La Corte de Casación, con la sentencia n.º 24915 del 28 de mayo de 2025, ha proporcionado una aclaración esencial en materia de suspensión condicional de la pena. La decisión se centra en la posibilidad de invocar la despenalización de un antecedente obstructivo en fase ejecutiva, cuando la cuestión no haya sido planteada durante el proceso de cognición. Un pronunciamiento crucial para la tutela de los derechos del condenado.

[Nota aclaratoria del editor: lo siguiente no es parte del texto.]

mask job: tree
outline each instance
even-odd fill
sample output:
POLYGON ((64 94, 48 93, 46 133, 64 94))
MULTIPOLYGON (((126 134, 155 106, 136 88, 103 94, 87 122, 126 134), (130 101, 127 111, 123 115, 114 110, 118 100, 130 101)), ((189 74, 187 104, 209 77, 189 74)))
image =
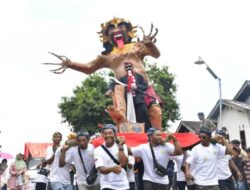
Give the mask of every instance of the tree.
MULTIPOLYGON (((156 64, 148 64, 147 61, 145 68, 155 91, 163 100, 162 118, 165 129, 168 121, 175 121, 180 117, 179 104, 175 98, 174 75, 169 73, 167 66, 159 68, 156 64)), ((104 80, 103 74, 90 75, 81 86, 73 90, 72 97, 62 97, 59 109, 63 122, 72 125, 73 131, 82 128, 97 131, 98 123, 112 123, 110 116, 105 112, 106 107, 112 105, 112 99, 105 96, 107 90, 108 83, 104 80)))
POLYGON ((84 128, 92 132, 98 130, 98 123, 111 122, 105 112, 107 105, 112 104, 111 98, 105 96, 107 89, 108 84, 101 75, 90 75, 73 90, 72 97, 62 97, 58 106, 63 122, 71 125, 73 131, 84 128))

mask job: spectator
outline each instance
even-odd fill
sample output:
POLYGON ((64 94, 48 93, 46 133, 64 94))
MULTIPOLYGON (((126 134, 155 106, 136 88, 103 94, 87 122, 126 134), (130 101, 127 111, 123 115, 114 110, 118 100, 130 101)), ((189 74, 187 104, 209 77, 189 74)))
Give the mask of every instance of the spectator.
POLYGON ((163 143, 162 132, 155 128, 150 128, 147 132, 149 142, 131 148, 134 156, 140 157, 144 163, 143 189, 144 190, 166 190, 168 189, 168 176, 160 176, 154 170, 153 149, 155 158, 159 164, 167 168, 170 155, 180 155, 182 150, 179 142, 173 135, 168 135, 168 140, 173 140, 174 145, 163 143))
POLYGON ((234 150, 233 161, 242 175, 242 179, 240 179, 238 178, 237 174, 233 172, 234 186, 235 186, 235 189, 237 190, 245 190, 246 175, 244 172, 244 162, 243 162, 243 158, 239 156, 241 150, 238 147, 234 147, 233 150, 234 150))
POLYGON ((128 151, 124 139, 120 138, 116 142, 116 127, 112 124, 102 128, 102 137, 104 143, 94 151, 95 165, 100 172, 101 189, 128 190, 129 182, 124 169, 128 164, 128 151))
POLYGON ((24 186, 24 173, 26 171, 26 164, 23 160, 23 154, 16 155, 16 160, 10 165, 8 180, 8 188, 10 190, 21 190, 24 186))
POLYGON ((70 164, 59 167, 59 160, 61 154, 60 143, 62 141, 62 134, 55 132, 52 136, 53 146, 47 148, 46 163, 50 168, 50 186, 52 190, 72 190, 73 187, 70 181, 70 164))
POLYGON ((250 147, 247 148, 247 158, 244 159, 247 188, 250 189, 250 147))
POLYGON ((205 119, 205 115, 203 112, 198 113, 198 118, 201 121, 200 127, 209 128, 211 131, 214 131, 216 129, 215 124, 211 120, 205 119))
POLYGON ((77 133, 77 146, 70 147, 69 145, 63 145, 61 156, 60 156, 60 166, 64 166, 66 163, 74 163, 76 169, 76 182, 79 190, 99 190, 99 177, 96 179, 94 184, 88 185, 86 182, 86 173, 94 167, 94 146, 89 143, 89 133, 85 130, 79 131, 77 133), (81 162, 82 156, 83 163, 81 162), (67 153, 67 154, 66 154, 67 153), (84 167, 83 167, 84 164, 84 167))
MULTIPOLYGON (((237 139, 234 139, 231 141, 232 147, 240 148, 240 141, 237 139)), ((240 151, 240 157, 247 158, 247 153, 241 149, 240 151)))
POLYGON ((211 130, 202 127, 199 132, 200 144, 191 150, 186 160, 185 175, 187 180, 194 180, 196 190, 219 190, 217 159, 230 153, 230 145, 223 136, 216 135, 217 141, 222 141, 225 146, 211 143, 211 130), (190 165, 195 165, 195 173, 190 172, 190 165), (209 187, 209 188, 208 188, 209 187))
POLYGON ((135 158, 133 156, 129 155, 128 156, 127 177, 128 177, 130 190, 135 190, 134 164, 135 164, 135 158))
POLYGON ((46 190, 49 170, 46 167, 45 159, 42 160, 41 164, 37 165, 39 172, 36 176, 36 186, 35 190, 46 190))
MULTIPOLYGON (((226 139, 226 133, 222 130, 217 130, 217 134, 222 135, 226 139)), ((218 141, 222 146, 224 146, 223 141, 218 141)), ((233 153, 232 149, 230 152, 233 153)), ((219 179, 219 187, 222 190, 234 190, 234 182, 232 178, 232 172, 230 170, 230 166, 236 173, 239 179, 242 178, 240 171, 238 170, 237 166, 232 161, 231 155, 227 154, 224 156, 219 156, 218 158, 218 179, 219 179)))
POLYGON ((0 188, 1 190, 7 190, 7 168, 8 168, 7 159, 3 159, 0 163, 0 188))

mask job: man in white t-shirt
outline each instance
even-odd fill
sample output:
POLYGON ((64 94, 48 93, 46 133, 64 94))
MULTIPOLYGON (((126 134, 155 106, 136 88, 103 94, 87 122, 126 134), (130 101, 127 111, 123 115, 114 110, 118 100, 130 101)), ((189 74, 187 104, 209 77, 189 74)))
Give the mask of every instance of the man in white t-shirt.
POLYGON ((107 124, 102 128, 102 144, 120 164, 116 164, 102 146, 94 151, 95 166, 100 172, 102 190, 128 190, 129 182, 124 167, 128 164, 127 147, 124 140, 115 142, 116 127, 107 124))
POLYGON ((223 141, 225 146, 211 143, 211 130, 202 127, 199 132, 200 144, 196 145, 186 160, 186 179, 193 179, 197 190, 219 190, 218 158, 230 150, 230 145, 224 137, 216 135, 217 141, 223 141), (195 173, 190 173, 190 165, 195 166, 195 173))
POLYGON ((167 190, 168 176, 160 176, 154 170, 154 160, 150 144, 155 154, 156 161, 167 168, 170 155, 181 155, 182 149, 173 135, 168 135, 168 140, 173 140, 174 145, 163 143, 162 132, 156 128, 150 128, 147 132, 149 142, 131 148, 133 156, 140 157, 144 164, 143 189, 144 190, 167 190))
POLYGON ((56 132, 53 134, 53 146, 48 147, 46 151, 46 163, 49 164, 50 186, 52 190, 72 190, 73 187, 70 181, 70 164, 59 167, 59 160, 61 154, 60 142, 62 141, 62 134, 56 132))
POLYGON ((99 184, 99 175, 95 182, 92 185, 88 185, 86 181, 86 173, 84 170, 84 167, 87 171, 87 173, 94 167, 94 150, 95 147, 89 143, 89 133, 85 130, 82 130, 77 133, 77 144, 78 146, 70 147, 69 145, 63 145, 61 157, 60 157, 60 166, 64 166, 66 163, 74 163, 76 168, 76 182, 79 190, 99 190, 100 184, 99 184), (79 155, 82 155, 83 164, 81 161, 81 157, 79 155), (67 153, 67 154, 66 154, 67 153))
MULTIPOLYGON (((226 138, 226 133, 224 133, 222 130, 217 130, 216 134, 222 135, 224 138, 226 138)), ((223 142, 218 143, 224 146, 223 142)), ((232 149, 230 150, 230 152, 232 155, 234 154, 232 149)), ((218 158, 218 179, 220 189, 235 190, 231 170, 237 174, 240 180, 242 179, 240 171, 232 160, 232 156, 229 154, 220 156, 218 158)))

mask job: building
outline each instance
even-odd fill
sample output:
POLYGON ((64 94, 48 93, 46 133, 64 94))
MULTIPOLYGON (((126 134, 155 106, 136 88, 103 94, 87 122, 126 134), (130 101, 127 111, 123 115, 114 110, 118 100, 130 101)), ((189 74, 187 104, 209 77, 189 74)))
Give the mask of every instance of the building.
MULTIPOLYGON (((219 123, 219 101, 207 116, 215 124, 219 123)), ((200 129, 199 121, 181 121, 176 133, 193 132, 200 129)), ((223 129, 229 140, 238 139, 241 141, 241 148, 250 147, 250 81, 244 82, 240 90, 232 100, 222 99, 222 120, 223 129)))
MULTIPOLYGON (((219 101, 207 117, 212 121, 219 120, 219 101)), ((233 100, 222 100, 222 121, 230 140, 241 141, 243 149, 250 147, 250 81, 244 82, 233 100)))

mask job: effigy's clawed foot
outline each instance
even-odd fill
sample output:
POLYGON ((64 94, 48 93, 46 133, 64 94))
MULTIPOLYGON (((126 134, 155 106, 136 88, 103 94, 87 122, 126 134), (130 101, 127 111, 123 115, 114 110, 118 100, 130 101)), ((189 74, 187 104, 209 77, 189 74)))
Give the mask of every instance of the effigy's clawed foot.
MULTIPOLYGON (((158 29, 154 28, 153 23, 151 23, 150 32, 149 32, 148 35, 145 34, 145 31, 144 31, 144 29, 141 26, 139 28, 141 29, 142 34, 143 34, 142 42, 144 42, 144 43, 146 43, 146 42, 153 42, 153 43, 155 43, 156 42, 156 38, 155 37, 158 34, 158 29), (153 33, 153 30, 155 30, 154 33, 153 33)), ((140 41, 139 38, 137 40, 140 41)))
POLYGON ((57 54, 55 54, 55 53, 53 53, 53 52, 49 52, 49 54, 51 54, 51 55, 57 57, 58 59, 60 59, 60 60, 61 60, 61 63, 48 63, 48 62, 46 62, 46 63, 42 63, 42 64, 44 64, 44 65, 58 65, 58 66, 60 66, 59 68, 57 68, 57 69, 52 69, 52 70, 50 70, 50 71, 53 72, 53 73, 55 73, 55 74, 62 74, 62 73, 64 73, 64 71, 65 71, 65 70, 69 67, 69 65, 71 64, 70 59, 68 59, 68 58, 67 58, 66 56, 64 56, 64 55, 57 55, 57 54))

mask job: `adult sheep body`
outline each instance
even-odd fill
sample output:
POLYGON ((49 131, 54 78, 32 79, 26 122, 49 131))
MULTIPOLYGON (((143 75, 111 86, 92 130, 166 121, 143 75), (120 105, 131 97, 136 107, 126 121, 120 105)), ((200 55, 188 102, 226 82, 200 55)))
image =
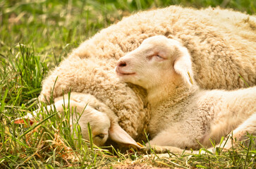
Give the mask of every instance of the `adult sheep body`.
POLYGON ((117 59, 136 49, 145 39, 163 35, 188 49, 195 78, 200 87, 243 87, 245 84, 239 75, 249 85, 254 85, 256 42, 252 39, 256 36, 255 30, 248 25, 255 23, 253 16, 211 8, 170 6, 135 13, 81 44, 46 77, 39 99, 46 102, 51 89, 54 98, 70 89, 90 94, 109 106, 119 118, 120 125, 137 139, 138 133, 144 133, 150 118, 145 109, 145 97, 141 89, 128 87, 114 77, 117 59), (222 13, 225 11, 229 13, 226 18, 222 13), (234 18, 232 15, 239 18, 228 19, 234 18), (214 15, 221 17, 229 26, 219 25, 214 15), (238 33, 236 27, 245 33, 238 33))
MULTIPOLYGON (((253 86, 256 84, 255 26, 255 16, 219 8, 170 6, 140 12, 82 43, 59 68, 68 68, 68 61, 72 62, 77 57, 117 60, 138 47, 145 39, 162 35, 178 40, 188 49, 195 79, 201 87, 232 89, 246 87, 240 75, 253 86)), ((115 66, 112 63, 109 70, 115 66)), ((67 93, 71 87, 75 87, 76 84, 68 77, 62 77, 65 73, 59 71, 59 68, 44 80, 40 100, 44 101, 43 95, 50 96, 57 76, 54 97, 62 95, 62 89, 67 93)))

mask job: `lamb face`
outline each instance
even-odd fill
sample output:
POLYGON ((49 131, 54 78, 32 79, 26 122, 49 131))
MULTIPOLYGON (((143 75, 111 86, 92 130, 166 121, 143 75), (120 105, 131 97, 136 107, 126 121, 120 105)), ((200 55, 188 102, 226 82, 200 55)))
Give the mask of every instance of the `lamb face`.
POLYGON ((121 58, 116 72, 126 82, 147 89, 179 81, 188 84, 192 75, 191 61, 187 49, 174 39, 164 36, 150 37, 135 50, 121 58))
MULTIPOLYGON (((88 123, 92 131, 93 143, 98 146, 104 146, 108 139, 117 143, 130 145, 140 148, 136 142, 124 130, 118 123, 118 118, 114 113, 104 104, 89 94, 71 92, 70 97, 68 94, 54 99, 54 104, 47 106, 44 112, 51 110, 56 110, 59 113, 64 112, 65 109, 73 110, 73 118, 70 123, 73 125, 77 123, 81 127, 81 134, 83 139, 90 140, 88 133, 88 123)), ((34 116, 39 113, 41 109, 33 111, 34 116)), ((15 123, 23 124, 24 120, 35 121, 32 114, 28 114, 25 117, 17 118, 15 123)), ((42 116, 40 117, 40 118, 42 116)))

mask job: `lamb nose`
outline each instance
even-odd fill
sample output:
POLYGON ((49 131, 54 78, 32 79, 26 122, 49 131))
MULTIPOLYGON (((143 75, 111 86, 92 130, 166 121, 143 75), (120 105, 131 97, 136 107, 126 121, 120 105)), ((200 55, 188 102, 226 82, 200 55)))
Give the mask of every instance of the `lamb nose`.
POLYGON ((126 67, 126 63, 125 61, 120 61, 118 64, 118 67, 126 67))

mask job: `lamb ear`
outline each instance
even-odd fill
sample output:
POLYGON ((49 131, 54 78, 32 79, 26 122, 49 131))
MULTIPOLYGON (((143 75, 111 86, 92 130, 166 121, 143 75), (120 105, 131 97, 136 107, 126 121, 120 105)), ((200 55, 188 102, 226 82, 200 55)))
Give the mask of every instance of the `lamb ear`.
POLYGON ((116 123, 111 124, 109 134, 110 139, 117 143, 130 144, 140 148, 136 142, 116 123))
POLYGON ((174 61, 174 70, 178 74, 182 76, 184 82, 188 85, 193 84, 193 71, 190 55, 187 49, 182 46, 178 46, 180 50, 179 56, 174 61))

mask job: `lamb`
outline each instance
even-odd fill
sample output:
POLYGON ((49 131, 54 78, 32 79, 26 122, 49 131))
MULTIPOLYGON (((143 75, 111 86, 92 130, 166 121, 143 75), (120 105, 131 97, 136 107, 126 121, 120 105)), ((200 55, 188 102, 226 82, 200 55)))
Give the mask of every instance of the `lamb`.
MULTIPOLYGON (((118 117, 104 104, 91 94, 71 92, 70 95, 65 94, 63 96, 54 99, 54 104, 47 106, 44 108, 44 112, 49 112, 51 110, 56 110, 59 114, 61 114, 66 109, 73 110, 73 116, 70 119, 70 124, 74 125, 78 123, 80 126, 82 137, 90 140, 87 128, 87 123, 90 123, 92 130, 92 137, 93 143, 97 146, 104 145, 107 139, 110 139, 121 145, 132 146, 135 148, 140 148, 140 144, 126 132, 118 123, 118 117)), ((24 120, 30 120, 30 123, 34 123, 35 117, 42 115, 39 113, 40 109, 33 111, 32 114, 17 118, 15 123, 24 123, 24 120)), ((75 125, 74 125, 75 127, 75 125)), ((71 128, 72 129, 72 128, 71 128)), ((76 137, 76 135, 75 135, 76 137)))
MULTIPOLYGON (((116 71, 121 80, 147 89, 152 106, 148 145, 181 153, 176 148, 198 149, 197 142, 209 147, 210 139, 219 143, 228 134, 238 141, 247 132, 256 135, 256 87, 200 89, 189 52, 175 39, 164 36, 145 39, 119 59, 116 71)), ((228 149, 232 140, 221 146, 228 149)))
POLYGON ((57 98, 69 91, 92 94, 113 111, 132 138, 145 140, 142 135, 150 118, 145 91, 119 82, 114 71, 116 61, 146 38, 162 35, 178 40, 189 50, 195 80, 201 87, 246 87, 239 75, 254 85, 255 23, 254 16, 217 8, 170 6, 138 13, 82 43, 44 80, 39 100, 50 104, 51 96, 57 98), (220 20, 225 25, 220 25, 220 20), (238 33, 236 30, 244 31, 238 33))
MULTIPOLYGON (((61 92, 62 87, 58 85, 67 87, 70 84, 71 93, 75 91, 92 95, 114 112, 119 125, 133 139, 138 142, 146 140, 145 130, 150 119, 150 107, 144 89, 121 82, 114 68, 110 69, 115 64, 111 61, 77 57, 72 61, 66 60, 62 64, 54 70, 58 72, 54 75, 59 77, 54 91, 61 92), (64 79, 69 80, 61 80, 64 79)), ((55 77, 52 77, 55 80, 55 77)), ((85 105, 85 103, 83 107, 85 105)))

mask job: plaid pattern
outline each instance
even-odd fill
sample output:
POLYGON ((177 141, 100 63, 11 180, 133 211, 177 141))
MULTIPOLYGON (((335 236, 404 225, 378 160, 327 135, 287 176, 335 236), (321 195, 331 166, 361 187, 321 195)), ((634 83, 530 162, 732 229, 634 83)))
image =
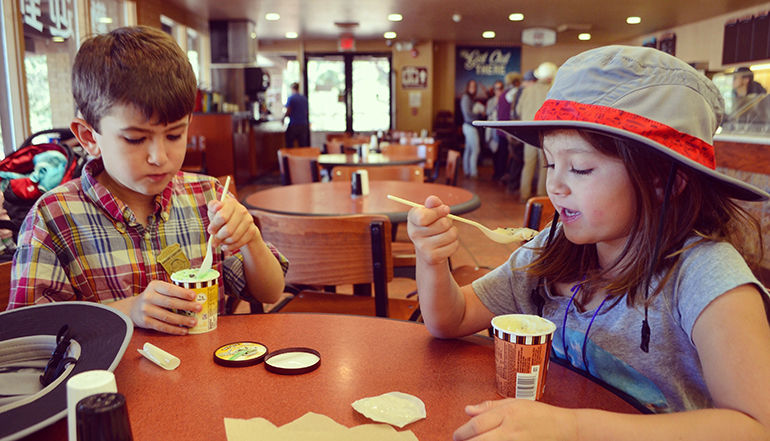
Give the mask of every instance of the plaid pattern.
MULTIPOLYGON (((207 202, 219 198, 222 185, 210 176, 179 172, 155 197, 147 228, 94 176, 104 170, 90 161, 79 180, 43 195, 19 234, 8 309, 66 300, 111 303, 138 295, 152 280, 172 283, 158 262, 160 252, 178 243, 193 268, 206 252, 207 202)), ((288 261, 268 244, 281 263, 288 261)), ((224 295, 248 299, 240 252, 214 254, 219 279, 220 313, 224 295)))

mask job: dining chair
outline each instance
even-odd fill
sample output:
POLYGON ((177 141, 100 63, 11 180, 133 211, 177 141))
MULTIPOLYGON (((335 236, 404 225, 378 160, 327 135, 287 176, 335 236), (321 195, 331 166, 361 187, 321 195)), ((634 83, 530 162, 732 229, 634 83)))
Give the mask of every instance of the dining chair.
POLYGON ((319 182, 318 167, 320 147, 296 147, 278 149, 278 168, 283 185, 319 182))
POLYGON ((524 208, 524 226, 540 231, 551 222, 556 209, 548 196, 533 196, 527 199, 524 208))
POLYGON ((331 312, 404 320, 419 315, 416 301, 388 298, 393 259, 387 216, 290 216, 261 210, 253 214, 264 240, 289 260, 287 285, 297 287, 294 298, 278 312, 331 312), (340 285, 353 285, 354 294, 314 288, 340 285))
POLYGON ((457 177, 460 175, 460 167, 457 161, 460 158, 460 152, 457 150, 447 150, 446 154, 446 185, 457 186, 457 177))
POLYGON ((366 170, 370 181, 423 182, 425 180, 425 173, 419 165, 361 165, 332 168, 332 181, 350 182, 353 173, 358 170, 366 170))
POLYGON ((8 307, 11 298, 11 266, 13 262, 0 263, 0 312, 8 307))

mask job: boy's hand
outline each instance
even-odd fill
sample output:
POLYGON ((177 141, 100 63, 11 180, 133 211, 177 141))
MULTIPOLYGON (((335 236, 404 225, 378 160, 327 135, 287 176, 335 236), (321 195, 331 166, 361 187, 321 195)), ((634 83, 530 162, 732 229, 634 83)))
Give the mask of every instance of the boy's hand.
POLYGON ((235 198, 209 201, 208 209, 208 233, 214 237, 212 248, 221 244, 224 250, 237 250, 259 236, 249 210, 235 198))
POLYGON ((127 312, 134 325, 140 328, 155 329, 168 334, 185 335, 187 328, 198 322, 194 317, 177 314, 171 309, 200 312, 201 304, 194 301, 195 291, 176 286, 172 283, 153 280, 138 296, 115 302, 113 305, 127 312), (118 305, 129 302, 128 311, 118 305))
POLYGON ((407 231, 418 257, 429 265, 445 262, 459 248, 457 227, 446 216, 449 206, 436 196, 425 200, 425 208, 413 208, 407 216, 407 231))

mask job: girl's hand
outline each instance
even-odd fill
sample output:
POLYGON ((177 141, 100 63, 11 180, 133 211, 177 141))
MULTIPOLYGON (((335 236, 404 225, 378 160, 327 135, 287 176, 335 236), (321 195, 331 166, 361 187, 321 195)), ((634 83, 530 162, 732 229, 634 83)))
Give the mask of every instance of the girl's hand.
POLYGON ((554 407, 537 401, 487 401, 467 406, 471 420, 454 433, 455 441, 489 440, 567 441, 577 439, 577 418, 572 409, 554 407))
POLYGON ((237 250, 259 236, 249 210, 235 198, 211 200, 208 209, 210 223, 207 231, 214 237, 212 248, 221 244, 224 250, 237 250))
POLYGON ((407 216, 407 231, 417 256, 429 265, 445 262, 459 248, 457 228, 446 216, 449 206, 436 196, 425 200, 425 208, 413 208, 407 216))
POLYGON ((135 326, 167 334, 185 335, 187 328, 198 322, 194 317, 177 314, 171 309, 200 312, 201 304, 194 301, 195 291, 172 283, 153 280, 138 296, 123 299, 110 306, 131 317, 135 326))

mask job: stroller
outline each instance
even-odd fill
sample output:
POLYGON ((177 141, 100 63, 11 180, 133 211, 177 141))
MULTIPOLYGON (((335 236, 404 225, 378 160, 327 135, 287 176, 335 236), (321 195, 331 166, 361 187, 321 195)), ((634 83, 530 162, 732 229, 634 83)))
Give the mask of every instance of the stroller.
POLYGON ((73 140, 69 128, 37 132, 0 161, 0 262, 11 260, 21 224, 35 201, 56 185, 80 177, 86 153, 73 140), (40 135, 56 139, 33 144, 40 135))

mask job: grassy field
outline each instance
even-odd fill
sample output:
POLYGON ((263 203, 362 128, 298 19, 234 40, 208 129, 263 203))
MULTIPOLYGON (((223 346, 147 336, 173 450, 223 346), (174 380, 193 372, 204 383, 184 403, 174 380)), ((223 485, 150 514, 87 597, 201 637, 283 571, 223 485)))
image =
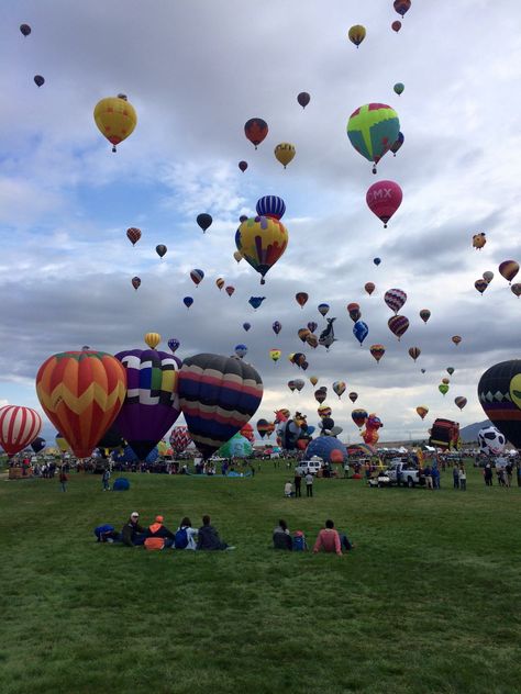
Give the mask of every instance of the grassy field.
POLYGON ((254 479, 130 474, 0 481, 2 694, 513 694, 521 691, 521 489, 368 489, 318 480, 286 500, 254 479), (204 513, 230 552, 99 545, 131 511, 177 527, 204 513), (270 549, 279 517, 348 556, 270 549))

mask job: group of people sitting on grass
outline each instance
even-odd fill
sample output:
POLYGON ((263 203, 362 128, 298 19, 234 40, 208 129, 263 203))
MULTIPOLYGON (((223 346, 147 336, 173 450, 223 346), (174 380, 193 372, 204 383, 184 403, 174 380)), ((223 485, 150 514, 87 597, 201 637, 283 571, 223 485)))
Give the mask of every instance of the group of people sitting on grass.
POLYGON ((95 528, 98 542, 122 542, 128 547, 144 546, 148 550, 160 549, 235 549, 219 537, 219 533, 210 523, 210 516, 202 516, 202 525, 197 530, 192 528, 191 520, 184 517, 175 533, 164 524, 163 516, 156 516, 148 527, 140 524, 137 511, 131 513, 129 520, 118 533, 112 525, 100 525, 95 528))
MULTIPOLYGON (((278 526, 273 534, 275 549, 285 549, 289 551, 307 550, 308 545, 306 542, 306 536, 302 530, 296 530, 292 535, 288 528, 286 520, 280 519, 278 526)), ((345 533, 339 533, 335 529, 333 520, 330 518, 325 522, 313 546, 313 552, 335 552, 342 556, 342 550, 350 551, 353 549, 353 544, 348 540, 345 533)))

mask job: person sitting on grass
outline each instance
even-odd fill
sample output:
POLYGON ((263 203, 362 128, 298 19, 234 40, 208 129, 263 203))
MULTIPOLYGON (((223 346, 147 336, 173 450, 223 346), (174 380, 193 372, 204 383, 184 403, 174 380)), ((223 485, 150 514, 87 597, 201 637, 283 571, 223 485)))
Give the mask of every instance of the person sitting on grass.
POLYGON ((197 549, 217 550, 235 549, 223 542, 219 537, 217 528, 210 525, 210 516, 202 516, 202 526, 199 528, 197 549))
POLYGON ((140 514, 133 511, 121 530, 121 541, 128 547, 136 547, 145 541, 145 528, 140 525, 140 514))
POLYGON ((279 520, 278 526, 273 534, 274 548, 275 549, 289 549, 293 548, 291 535, 288 529, 286 520, 279 520))

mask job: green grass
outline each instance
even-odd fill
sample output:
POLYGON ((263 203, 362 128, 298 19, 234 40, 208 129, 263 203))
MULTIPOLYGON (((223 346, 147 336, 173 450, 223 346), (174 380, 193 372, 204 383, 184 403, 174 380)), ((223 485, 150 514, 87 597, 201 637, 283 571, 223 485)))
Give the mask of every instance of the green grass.
POLYGON ((2 694, 512 694, 520 691, 521 490, 439 492, 318 480, 286 500, 254 479, 130 474, 0 480, 2 694), (170 528, 209 513, 235 551, 146 552, 92 528, 131 511, 170 528), (276 552, 279 517, 309 541, 326 517, 348 556, 276 552))

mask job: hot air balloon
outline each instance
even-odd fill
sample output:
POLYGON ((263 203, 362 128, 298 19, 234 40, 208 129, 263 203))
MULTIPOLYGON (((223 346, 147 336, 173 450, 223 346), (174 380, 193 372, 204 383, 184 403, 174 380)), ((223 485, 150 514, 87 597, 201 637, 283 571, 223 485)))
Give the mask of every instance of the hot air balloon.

El artículo 163 del Código Penal permite la suspensión de la ejecución de la pena de prisión, dentro de ciertos límites, si el juez considera que el condenado no cometerá delitos adicionales. Este beneficio está vedado en presencia de condenas previas "obstructivas". La despenalización de un delito, ocurrida "medio tempore" (antes de la sentencia definitiva), puede modificar el estatus de un antecedente penal, influyendo en el acceso a la suspensión condicional.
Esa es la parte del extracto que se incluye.